Merge pull request datalad#353 from candleindark/ds-collection-info

Provide stats about return collection
candleindark · Apr 25, 2024 · dc9c54e · dc9c54e
2 parents c66a8ff + 49e2e61
commit dc9c54e
Show file tree

Hide file tree

Showing 15 changed files with 773 additions and 80 deletions.
diff --git a/datalad_registry/blueprints/api/dataset_urls/__init__.py b/datalad_registry/blueprints/api/dataset_urls/__init__.py
@@ -9,7 +9,7 @@
 from flask_openapi3 import APIBlueprint, Tag
 from lark.exceptions import GrammarError, UnexpectedInput
 from psycopg2.errors import UniqueViolation
-from sqlalchemy import ColumnElement, and_
+from sqlalchemy import ColumnElement, and_, select
 from sqlalchemy.exc import IntegrityError
 
 from datalad_registry.models import RepoUrl, db
@@ -32,6 +32,7 @@
     PathParams,
     QueryParams,
 )
+from .tools import get_collection_stats
 from .. import (
     API_URL_PREFIX,
     COMMON_API_RESPONSES,
@@ -92,7 +93,7 @@ def declare_dataset_url(body: DatasetURLSubmitModel):
     url_as_str = str(body.url)
 
     repo_url_row = db.session.execute(
-        db.select(RepoUrl).filter_by(url=url_as_str)
+        select(RepoUrl).filter_by(url=url_as_str)
     ).one_or_none()
     if repo_url_row is None:
         # == The URL requested to be created does not exist in the database ==
@@ -116,7 +117,7 @@ def declare_dataset_url(body: DatasetURLSubmitModel):
                     # of the URL in the database
                     db.session.rollback()

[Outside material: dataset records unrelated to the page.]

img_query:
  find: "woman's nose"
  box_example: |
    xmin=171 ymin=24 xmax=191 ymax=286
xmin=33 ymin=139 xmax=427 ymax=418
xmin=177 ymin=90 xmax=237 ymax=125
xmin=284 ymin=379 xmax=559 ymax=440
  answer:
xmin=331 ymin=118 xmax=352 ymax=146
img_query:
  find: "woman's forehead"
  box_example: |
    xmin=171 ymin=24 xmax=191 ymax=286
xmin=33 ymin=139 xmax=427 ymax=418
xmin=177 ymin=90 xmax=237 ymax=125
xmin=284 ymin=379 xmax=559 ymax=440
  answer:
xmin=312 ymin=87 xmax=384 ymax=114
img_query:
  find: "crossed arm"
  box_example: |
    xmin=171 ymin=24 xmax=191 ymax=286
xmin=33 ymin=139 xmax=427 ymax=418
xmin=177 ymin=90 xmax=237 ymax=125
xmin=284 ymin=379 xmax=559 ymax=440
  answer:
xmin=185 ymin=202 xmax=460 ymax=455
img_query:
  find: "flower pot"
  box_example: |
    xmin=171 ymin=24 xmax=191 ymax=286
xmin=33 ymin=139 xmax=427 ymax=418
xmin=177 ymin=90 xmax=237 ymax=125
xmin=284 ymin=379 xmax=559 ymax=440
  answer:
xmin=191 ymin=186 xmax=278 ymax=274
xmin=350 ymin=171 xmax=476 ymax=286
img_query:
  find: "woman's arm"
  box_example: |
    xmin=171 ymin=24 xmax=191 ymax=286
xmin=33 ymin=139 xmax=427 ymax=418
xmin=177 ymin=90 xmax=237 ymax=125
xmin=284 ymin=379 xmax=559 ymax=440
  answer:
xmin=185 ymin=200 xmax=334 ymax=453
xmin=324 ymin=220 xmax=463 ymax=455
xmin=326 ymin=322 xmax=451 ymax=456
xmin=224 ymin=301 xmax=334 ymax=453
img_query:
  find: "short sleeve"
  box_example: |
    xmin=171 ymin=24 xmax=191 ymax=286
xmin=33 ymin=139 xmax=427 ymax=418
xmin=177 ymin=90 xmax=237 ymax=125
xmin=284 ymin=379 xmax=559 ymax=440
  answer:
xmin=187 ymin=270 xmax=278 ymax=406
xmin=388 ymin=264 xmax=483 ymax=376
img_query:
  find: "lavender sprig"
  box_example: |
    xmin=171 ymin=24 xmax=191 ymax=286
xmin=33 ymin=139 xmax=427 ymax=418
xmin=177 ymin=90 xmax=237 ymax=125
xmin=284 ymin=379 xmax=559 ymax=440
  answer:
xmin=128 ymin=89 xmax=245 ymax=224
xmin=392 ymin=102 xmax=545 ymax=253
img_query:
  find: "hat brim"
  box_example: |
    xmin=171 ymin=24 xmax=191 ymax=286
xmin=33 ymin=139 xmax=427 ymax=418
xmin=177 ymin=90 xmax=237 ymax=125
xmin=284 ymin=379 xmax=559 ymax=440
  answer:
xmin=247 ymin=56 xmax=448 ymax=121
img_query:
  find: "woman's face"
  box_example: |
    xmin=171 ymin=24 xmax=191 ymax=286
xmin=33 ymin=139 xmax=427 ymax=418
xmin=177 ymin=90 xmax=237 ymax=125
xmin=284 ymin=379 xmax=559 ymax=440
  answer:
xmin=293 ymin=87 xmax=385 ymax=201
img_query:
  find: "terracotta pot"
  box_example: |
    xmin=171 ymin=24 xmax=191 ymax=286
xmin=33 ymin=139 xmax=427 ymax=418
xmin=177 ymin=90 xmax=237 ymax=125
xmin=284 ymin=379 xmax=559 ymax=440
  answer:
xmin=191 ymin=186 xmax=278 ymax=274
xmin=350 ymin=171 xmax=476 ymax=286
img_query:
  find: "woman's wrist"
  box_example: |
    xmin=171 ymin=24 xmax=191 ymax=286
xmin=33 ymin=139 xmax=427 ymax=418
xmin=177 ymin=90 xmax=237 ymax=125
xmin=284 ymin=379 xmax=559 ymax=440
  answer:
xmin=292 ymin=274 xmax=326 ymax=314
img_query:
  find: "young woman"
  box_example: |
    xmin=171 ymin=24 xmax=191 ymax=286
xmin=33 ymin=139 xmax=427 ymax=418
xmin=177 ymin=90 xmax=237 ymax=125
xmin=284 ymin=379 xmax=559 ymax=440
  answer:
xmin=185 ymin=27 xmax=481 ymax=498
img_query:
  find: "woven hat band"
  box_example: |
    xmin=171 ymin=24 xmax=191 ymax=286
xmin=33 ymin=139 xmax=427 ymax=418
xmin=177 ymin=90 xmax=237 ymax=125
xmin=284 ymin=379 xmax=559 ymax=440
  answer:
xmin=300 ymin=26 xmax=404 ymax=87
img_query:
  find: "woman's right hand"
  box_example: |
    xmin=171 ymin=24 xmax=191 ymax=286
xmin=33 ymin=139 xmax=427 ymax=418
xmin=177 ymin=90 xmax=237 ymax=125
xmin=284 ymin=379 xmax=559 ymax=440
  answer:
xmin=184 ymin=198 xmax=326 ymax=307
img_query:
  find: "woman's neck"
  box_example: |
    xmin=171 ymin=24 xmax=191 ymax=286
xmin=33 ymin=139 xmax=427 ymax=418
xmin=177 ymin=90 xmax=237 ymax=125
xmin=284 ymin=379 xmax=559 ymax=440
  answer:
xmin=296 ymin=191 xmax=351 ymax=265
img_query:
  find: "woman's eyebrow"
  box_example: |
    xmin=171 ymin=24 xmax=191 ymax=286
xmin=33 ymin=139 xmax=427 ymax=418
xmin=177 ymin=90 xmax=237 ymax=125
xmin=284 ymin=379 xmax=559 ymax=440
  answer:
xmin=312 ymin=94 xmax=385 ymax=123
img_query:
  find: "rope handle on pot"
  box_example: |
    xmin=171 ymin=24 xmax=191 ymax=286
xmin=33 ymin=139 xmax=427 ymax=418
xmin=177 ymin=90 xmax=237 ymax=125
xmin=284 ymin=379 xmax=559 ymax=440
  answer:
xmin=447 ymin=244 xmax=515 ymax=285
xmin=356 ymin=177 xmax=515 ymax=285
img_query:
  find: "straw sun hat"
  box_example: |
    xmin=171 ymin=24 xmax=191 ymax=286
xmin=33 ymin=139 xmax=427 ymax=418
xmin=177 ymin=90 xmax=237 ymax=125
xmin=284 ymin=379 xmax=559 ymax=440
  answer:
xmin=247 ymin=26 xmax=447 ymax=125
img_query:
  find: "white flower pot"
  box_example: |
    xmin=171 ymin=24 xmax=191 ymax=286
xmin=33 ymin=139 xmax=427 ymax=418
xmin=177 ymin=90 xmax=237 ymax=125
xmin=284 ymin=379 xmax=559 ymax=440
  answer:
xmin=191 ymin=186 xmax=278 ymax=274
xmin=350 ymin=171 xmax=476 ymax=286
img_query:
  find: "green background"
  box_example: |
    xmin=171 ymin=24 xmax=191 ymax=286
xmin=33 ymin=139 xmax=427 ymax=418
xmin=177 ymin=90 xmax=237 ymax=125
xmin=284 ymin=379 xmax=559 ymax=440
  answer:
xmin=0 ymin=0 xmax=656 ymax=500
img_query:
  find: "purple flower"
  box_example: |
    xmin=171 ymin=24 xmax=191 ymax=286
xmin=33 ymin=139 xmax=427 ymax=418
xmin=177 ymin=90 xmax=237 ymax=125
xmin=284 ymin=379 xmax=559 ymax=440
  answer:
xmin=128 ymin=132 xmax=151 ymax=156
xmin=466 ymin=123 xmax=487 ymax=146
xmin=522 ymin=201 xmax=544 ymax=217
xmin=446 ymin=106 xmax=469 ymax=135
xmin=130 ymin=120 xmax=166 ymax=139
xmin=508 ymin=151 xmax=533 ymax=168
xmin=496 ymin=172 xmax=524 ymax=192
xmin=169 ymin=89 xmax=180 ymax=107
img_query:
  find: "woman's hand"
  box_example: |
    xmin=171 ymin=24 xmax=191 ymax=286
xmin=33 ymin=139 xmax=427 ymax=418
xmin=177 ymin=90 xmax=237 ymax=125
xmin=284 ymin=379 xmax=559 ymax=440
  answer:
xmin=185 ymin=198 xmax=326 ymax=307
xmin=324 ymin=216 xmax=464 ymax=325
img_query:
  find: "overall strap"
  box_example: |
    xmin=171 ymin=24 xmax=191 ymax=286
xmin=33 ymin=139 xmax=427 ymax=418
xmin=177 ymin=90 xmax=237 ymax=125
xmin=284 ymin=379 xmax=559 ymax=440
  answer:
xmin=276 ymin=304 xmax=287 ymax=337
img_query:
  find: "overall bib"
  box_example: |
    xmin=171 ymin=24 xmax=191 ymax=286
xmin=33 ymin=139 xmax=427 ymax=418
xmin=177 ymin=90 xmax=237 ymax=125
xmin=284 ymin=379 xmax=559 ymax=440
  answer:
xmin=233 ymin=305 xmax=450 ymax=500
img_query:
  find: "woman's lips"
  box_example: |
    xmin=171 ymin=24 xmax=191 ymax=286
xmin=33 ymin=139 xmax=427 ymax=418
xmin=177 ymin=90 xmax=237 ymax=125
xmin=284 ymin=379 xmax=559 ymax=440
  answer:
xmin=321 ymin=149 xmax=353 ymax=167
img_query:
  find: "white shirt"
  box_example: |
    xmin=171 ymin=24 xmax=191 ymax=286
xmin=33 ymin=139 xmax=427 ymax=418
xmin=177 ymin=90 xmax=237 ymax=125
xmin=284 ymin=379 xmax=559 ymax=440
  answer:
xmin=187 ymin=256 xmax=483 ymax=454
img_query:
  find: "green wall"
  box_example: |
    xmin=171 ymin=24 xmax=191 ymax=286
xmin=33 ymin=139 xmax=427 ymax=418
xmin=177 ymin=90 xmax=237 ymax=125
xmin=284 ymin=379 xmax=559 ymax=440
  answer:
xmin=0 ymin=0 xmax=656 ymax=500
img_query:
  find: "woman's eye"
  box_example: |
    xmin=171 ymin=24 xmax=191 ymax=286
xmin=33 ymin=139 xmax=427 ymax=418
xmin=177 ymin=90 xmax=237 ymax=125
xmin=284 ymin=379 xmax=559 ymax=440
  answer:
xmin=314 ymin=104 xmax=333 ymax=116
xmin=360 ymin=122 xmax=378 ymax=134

                     repo_url_added_by_another = (
-                        db.session.execute(db.select(RepoUrl).filter_by(url=url_as_str))
+                        db.session.execute(select(RepoUrl).filter_by(url=url_as_str))

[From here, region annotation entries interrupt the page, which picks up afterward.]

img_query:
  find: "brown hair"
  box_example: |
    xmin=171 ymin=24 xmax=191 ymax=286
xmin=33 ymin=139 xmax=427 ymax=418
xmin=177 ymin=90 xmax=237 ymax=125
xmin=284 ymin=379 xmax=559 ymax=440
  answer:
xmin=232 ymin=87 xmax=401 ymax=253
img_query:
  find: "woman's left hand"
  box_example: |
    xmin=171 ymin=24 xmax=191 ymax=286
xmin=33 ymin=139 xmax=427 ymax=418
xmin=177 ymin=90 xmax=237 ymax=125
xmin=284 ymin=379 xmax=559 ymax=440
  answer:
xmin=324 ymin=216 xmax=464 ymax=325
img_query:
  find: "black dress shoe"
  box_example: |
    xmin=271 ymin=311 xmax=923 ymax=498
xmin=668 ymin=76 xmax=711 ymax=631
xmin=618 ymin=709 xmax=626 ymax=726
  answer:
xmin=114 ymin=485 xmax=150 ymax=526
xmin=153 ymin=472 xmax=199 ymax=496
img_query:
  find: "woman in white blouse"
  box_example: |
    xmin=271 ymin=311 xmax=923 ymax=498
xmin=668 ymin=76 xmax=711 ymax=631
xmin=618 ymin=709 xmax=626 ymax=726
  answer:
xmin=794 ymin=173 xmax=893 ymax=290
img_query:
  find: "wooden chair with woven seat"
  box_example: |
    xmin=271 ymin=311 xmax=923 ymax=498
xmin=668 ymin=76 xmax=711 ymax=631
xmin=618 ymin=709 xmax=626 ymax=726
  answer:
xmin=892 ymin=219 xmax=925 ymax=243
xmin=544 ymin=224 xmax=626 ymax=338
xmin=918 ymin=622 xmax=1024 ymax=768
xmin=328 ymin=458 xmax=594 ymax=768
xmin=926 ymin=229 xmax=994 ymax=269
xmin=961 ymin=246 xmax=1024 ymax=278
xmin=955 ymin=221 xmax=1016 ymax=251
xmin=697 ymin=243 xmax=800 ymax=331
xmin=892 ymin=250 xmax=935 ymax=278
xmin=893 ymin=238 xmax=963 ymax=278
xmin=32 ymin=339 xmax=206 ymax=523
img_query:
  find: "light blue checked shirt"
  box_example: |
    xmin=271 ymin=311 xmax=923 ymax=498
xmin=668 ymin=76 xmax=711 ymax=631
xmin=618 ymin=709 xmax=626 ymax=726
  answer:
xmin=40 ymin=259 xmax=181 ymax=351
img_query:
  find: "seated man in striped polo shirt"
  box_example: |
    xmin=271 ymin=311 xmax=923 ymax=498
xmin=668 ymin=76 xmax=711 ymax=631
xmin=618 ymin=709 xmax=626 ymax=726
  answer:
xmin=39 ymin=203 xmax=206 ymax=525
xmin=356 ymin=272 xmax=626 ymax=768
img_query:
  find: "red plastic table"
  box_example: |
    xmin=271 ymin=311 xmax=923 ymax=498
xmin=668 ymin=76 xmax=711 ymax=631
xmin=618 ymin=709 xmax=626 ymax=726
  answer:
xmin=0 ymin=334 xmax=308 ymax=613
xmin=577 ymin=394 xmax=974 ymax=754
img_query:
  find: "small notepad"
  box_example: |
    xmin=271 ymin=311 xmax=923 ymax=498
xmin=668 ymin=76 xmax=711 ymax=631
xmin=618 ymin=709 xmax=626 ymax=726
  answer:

                         .scalars()
                         .one_or_none()
                     )
@@ -285,11 +286,11 @@ def cache_path_trans(cache_path: Path) -> str:
     ep = ".dataset_urls"  # Endpoint of `dataset_urls`
     base_qry = loads(query.json(exclude={"page"}, exclude_none=True))
 
+    base_select_stmt = select(RepoUrl).filter(and_(True, *constraints))
+
     max_per_page = 100  # The overriding limit to `per_page` provided by the requester
     pagination = db.paginate(
-        db.select(RepoUrl)
-        .filter(and_(True, *constraints))
-        .order_by(
+        base_select_stmt.order_by(
             getattr(
                 _ORDER_KEY_TO_SQLA_ATTR[query.order_by], query.order_dir.value
             )().nulls_last()
@@ -341,7 +342,6 @@ def cache_path_trans(cache_path: Path) -> str:
     assert pagination.total is not None
 
     page = DatasetURLPage(
-        total=pagination.total,
         cur_pg_num=cur_pg_num,
         prev_pg=(
             url_for(ep, **base_qry, page=pagination.prev_num)

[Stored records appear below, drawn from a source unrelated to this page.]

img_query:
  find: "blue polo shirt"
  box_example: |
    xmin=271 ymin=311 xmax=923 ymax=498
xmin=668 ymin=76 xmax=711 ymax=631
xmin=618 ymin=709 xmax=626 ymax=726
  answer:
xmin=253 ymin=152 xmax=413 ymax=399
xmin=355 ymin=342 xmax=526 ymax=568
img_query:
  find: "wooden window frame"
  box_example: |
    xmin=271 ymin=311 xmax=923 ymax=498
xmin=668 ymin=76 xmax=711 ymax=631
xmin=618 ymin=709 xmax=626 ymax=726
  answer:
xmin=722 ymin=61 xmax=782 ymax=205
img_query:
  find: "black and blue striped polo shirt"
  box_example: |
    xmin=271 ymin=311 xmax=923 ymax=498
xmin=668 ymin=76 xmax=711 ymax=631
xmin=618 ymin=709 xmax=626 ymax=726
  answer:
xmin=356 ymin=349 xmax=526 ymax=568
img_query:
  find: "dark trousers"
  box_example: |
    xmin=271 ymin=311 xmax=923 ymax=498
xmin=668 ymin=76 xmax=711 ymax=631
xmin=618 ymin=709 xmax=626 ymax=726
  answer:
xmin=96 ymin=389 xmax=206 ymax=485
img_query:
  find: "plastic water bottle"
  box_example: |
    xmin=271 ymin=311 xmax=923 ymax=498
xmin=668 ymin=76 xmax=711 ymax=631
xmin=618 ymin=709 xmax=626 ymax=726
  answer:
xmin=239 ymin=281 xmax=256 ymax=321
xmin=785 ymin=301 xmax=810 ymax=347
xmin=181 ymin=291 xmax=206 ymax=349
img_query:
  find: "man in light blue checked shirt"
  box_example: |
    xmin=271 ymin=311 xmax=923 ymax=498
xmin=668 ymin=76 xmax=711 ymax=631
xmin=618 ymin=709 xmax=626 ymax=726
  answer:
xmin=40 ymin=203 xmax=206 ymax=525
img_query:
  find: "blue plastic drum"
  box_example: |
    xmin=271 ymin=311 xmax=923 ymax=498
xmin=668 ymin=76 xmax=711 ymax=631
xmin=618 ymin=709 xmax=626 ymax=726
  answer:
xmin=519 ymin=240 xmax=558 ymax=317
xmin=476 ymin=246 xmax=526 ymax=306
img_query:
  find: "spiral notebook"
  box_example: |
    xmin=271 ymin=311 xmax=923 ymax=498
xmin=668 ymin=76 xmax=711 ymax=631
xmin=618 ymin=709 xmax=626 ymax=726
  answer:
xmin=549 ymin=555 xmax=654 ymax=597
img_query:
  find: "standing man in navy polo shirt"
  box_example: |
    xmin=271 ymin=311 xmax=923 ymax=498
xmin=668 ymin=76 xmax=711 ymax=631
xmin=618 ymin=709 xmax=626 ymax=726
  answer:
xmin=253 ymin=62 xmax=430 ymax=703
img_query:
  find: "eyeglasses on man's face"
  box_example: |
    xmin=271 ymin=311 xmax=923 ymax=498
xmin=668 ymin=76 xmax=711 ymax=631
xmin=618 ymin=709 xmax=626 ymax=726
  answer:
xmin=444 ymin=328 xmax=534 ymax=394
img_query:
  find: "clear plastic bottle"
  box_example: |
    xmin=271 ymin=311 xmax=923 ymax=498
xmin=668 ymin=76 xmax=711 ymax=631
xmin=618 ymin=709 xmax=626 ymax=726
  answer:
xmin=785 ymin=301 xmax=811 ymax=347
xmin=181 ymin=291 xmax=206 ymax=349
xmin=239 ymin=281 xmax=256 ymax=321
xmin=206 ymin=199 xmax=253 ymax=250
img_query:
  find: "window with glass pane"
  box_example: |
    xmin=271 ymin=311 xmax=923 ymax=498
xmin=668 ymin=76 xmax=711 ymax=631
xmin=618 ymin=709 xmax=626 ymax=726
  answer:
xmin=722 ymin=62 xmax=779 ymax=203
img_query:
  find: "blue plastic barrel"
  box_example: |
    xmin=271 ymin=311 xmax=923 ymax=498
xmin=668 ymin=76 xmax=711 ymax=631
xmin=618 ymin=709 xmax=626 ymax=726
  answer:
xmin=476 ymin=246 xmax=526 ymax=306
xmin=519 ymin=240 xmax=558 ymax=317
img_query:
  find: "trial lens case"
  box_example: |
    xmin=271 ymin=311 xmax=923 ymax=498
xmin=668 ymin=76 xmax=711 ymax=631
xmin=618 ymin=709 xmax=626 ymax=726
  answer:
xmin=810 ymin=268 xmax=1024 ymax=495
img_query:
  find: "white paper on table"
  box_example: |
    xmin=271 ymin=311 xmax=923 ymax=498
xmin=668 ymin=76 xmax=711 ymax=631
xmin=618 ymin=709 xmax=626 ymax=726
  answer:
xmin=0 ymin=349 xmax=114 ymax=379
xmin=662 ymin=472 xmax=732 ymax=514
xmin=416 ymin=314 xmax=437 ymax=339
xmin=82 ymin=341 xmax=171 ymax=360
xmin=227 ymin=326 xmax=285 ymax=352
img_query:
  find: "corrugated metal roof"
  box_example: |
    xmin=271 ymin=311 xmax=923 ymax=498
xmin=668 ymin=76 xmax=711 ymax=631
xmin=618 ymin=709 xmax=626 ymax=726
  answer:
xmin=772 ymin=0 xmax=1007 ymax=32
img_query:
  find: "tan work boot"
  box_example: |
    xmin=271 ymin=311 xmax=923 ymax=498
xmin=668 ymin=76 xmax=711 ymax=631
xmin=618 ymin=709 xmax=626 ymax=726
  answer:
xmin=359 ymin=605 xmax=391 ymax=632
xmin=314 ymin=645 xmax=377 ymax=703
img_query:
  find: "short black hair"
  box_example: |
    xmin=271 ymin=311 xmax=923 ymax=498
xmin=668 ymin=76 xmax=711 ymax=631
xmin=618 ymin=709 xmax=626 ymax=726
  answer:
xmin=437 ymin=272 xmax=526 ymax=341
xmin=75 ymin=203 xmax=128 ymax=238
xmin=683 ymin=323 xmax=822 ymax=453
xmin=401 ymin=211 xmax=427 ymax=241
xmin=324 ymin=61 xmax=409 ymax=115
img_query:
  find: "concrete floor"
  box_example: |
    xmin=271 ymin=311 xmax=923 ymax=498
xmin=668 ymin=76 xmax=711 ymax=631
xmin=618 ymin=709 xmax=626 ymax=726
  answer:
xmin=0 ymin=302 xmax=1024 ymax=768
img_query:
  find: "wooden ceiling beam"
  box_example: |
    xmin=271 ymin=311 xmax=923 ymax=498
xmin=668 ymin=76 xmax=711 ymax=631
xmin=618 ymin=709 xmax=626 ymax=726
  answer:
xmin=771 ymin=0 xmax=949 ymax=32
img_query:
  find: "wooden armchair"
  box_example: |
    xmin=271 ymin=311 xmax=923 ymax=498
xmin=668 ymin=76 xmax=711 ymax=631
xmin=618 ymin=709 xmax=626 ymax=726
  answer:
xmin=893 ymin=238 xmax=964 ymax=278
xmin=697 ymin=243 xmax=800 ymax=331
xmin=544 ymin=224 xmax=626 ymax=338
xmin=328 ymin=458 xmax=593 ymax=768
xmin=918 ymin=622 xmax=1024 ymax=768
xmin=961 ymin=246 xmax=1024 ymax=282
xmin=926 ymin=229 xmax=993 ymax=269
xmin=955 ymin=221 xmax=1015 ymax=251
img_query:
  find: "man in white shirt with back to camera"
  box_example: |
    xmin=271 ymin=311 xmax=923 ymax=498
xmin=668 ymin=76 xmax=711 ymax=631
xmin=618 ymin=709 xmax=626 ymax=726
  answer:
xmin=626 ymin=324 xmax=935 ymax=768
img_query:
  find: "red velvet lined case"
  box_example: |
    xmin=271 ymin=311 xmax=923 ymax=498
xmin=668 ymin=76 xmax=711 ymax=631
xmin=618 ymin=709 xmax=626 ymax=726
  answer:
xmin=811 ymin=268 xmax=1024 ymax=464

@@ -356,6 +356,7 @@ def cache_path_trans(cache_path: Path) -> str:
         first_pg=url_for(ep, **base_qry, page=1),
         last_pg=url_for(ep, **base_qry, page=1 if total_pages == 0 else total_pages),
         dataset_urls=ds_urls,
+        collection_stats=get_collection_stats(base_select_stmt),
     )
 
     return json_resp_from_str(page.json(exclude_none=True))

diff --git a/datalad_registry/blueprints/api/dataset_urls/models.py b/datalad_registry/blueprints/api/dataset_urls/models.py
@@ -9,6 +9,7 @@
     BaseModel,
     Field,
     FileUrl,
+    NonNegativeInt,
     PositiveInt,
     StrictInt,
     StrictStr,
@@ -256,14 +257,74 @@ class Config:
         by_alias = False
 
 
+class AnnexDsCollectionStats(BaseModel):
+    """
+    Model with the base components of annex dataset collection statistics
+    """
+
+    ds_count: NonNegativeInt = Field(description="The number of datasets")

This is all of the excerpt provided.